Contents
Back
Forward

26. How verbs are parsed


Grammar, which can govern even kings.

...Moliére (1622--1673), Les Femmes savantes

The parser's fundamental method is simple. Given a stream of text like

saint / peter / , / take / the / keys / from / paul
it first calls the entry point BeforeParsing (in case you want to meddle with the text stream before it gets underway). It then works out who is being addressed, if anyone, by looking for a comma, and trying out the text up to there as a noun (anyone animate or anything talkable will do): in this case St Peter. This person is called the "actor'', since he is going to perform the action, and is usually the player himself (thus, typing "myself, go north'' is equivalent to typing "go north'').
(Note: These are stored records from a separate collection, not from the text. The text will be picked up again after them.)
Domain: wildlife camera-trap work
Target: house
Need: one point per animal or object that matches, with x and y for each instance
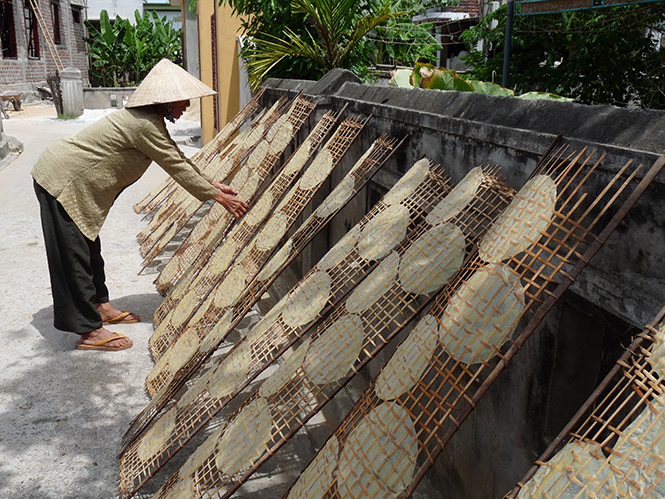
(449, 23)
(40, 37)
(219, 65)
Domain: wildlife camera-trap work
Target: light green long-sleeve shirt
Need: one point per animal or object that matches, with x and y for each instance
(87, 171)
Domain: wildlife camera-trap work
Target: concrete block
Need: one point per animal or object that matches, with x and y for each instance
(71, 86)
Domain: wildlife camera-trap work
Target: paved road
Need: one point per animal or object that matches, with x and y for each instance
(63, 411)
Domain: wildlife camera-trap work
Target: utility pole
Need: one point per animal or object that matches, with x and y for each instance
(506, 52)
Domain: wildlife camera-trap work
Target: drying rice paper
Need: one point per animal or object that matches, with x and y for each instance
(317, 477)
(374, 286)
(340, 251)
(230, 372)
(272, 232)
(318, 171)
(244, 439)
(298, 159)
(284, 374)
(155, 438)
(457, 199)
(217, 333)
(522, 222)
(383, 232)
(308, 299)
(432, 259)
(282, 139)
(379, 458)
(260, 210)
(337, 198)
(229, 290)
(276, 262)
(409, 361)
(331, 355)
(408, 184)
(481, 314)
(639, 455)
(578, 471)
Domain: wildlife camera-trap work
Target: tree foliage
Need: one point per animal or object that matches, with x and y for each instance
(122, 54)
(306, 38)
(600, 56)
(401, 42)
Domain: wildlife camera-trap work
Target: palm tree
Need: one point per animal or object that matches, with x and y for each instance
(338, 28)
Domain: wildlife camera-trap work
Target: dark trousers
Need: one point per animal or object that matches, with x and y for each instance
(76, 268)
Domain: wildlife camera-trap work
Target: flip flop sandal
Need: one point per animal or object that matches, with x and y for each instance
(122, 318)
(102, 345)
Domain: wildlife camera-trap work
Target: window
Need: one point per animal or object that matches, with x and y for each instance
(31, 30)
(55, 15)
(8, 36)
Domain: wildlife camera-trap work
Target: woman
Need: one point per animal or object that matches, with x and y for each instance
(78, 178)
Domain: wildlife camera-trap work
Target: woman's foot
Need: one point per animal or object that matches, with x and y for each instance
(103, 339)
(111, 315)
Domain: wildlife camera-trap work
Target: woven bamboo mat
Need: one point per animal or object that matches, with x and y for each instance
(347, 264)
(253, 260)
(204, 156)
(357, 328)
(215, 223)
(195, 286)
(222, 168)
(264, 156)
(249, 225)
(615, 445)
(439, 373)
(224, 288)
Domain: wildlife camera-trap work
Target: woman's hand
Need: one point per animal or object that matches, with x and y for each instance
(226, 189)
(227, 198)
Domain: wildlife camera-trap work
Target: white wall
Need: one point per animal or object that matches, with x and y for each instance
(122, 8)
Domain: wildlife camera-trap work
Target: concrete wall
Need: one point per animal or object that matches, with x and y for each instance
(71, 50)
(106, 97)
(122, 8)
(621, 289)
(219, 68)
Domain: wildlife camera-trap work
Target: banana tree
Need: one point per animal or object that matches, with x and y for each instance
(106, 47)
(338, 27)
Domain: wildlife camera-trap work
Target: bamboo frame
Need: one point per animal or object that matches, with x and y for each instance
(207, 153)
(228, 249)
(169, 227)
(380, 151)
(343, 277)
(222, 167)
(438, 398)
(294, 398)
(607, 423)
(206, 236)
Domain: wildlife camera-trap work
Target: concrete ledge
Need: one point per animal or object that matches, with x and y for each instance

The next word, in this case 'take', is the "verb word''. An Inform verb usually has several English verb words attached, which are called synonyms of each other: for instance, the library is set up with
"take" = "carry" = "hold"
all referring to the same Inform verb.

/\ The parser sets up global variables actor and verb_word while working. (In the example above, their values would be the St Peter object and 'take', respectively.)

/\/\ It isn't quite that simple: names of direction objects are treated as implicit "go'' commands, so that "n'' is acceptable as an alternative to "go north''. There are also "again'', "oops'' and "undo'' to grapple with.
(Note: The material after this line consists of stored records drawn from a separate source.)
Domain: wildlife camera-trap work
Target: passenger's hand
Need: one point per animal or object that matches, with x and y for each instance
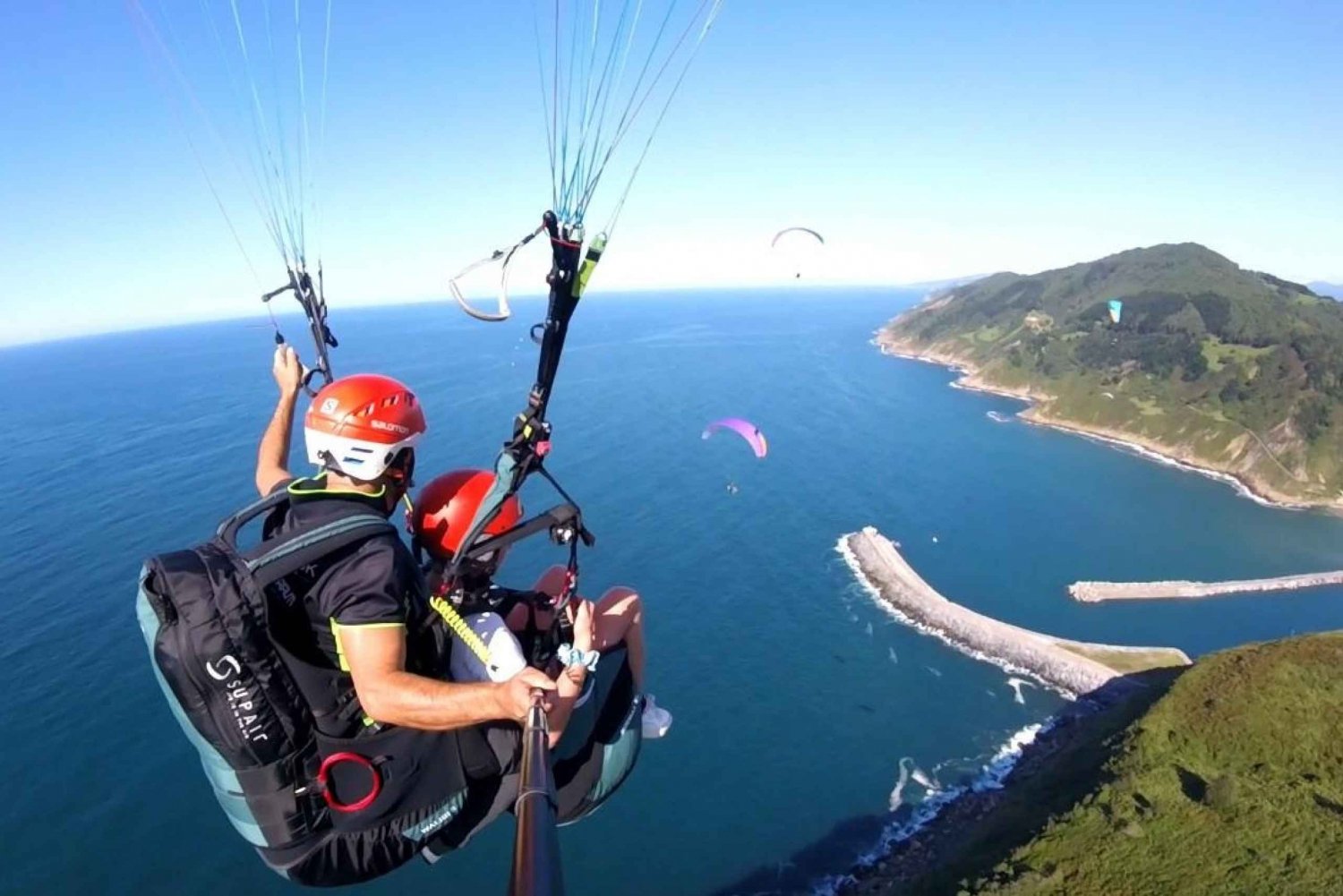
(585, 627)
(287, 370)
(516, 694)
/\ Also, a major feature (the grammar property for the person being addressed) has been missed out of this description: see the latter half of Section 16 for details.

Teaching the parser a new synonym is easy. Like all of the directives in this section, the following must appear after the inclusion of the library file Grammar:

    Verb "steal" "acquire" "grab" = "take";
This creates another three synonyms for "take''.

/\ One can also prise synonyms apart, as will appear later.

The parser is now up to word 5; i.e., it has "the keys from paul'' left to understand. Apart from a list of English verb-words which refer to it, an Inform verb also has a "grammar''. This is a list of 1 or more "lines'', each a pattern which the rest of the text might match. The parser tries the first, then the second and so on, and accepts the earliest one that matches, without ever considering later ones.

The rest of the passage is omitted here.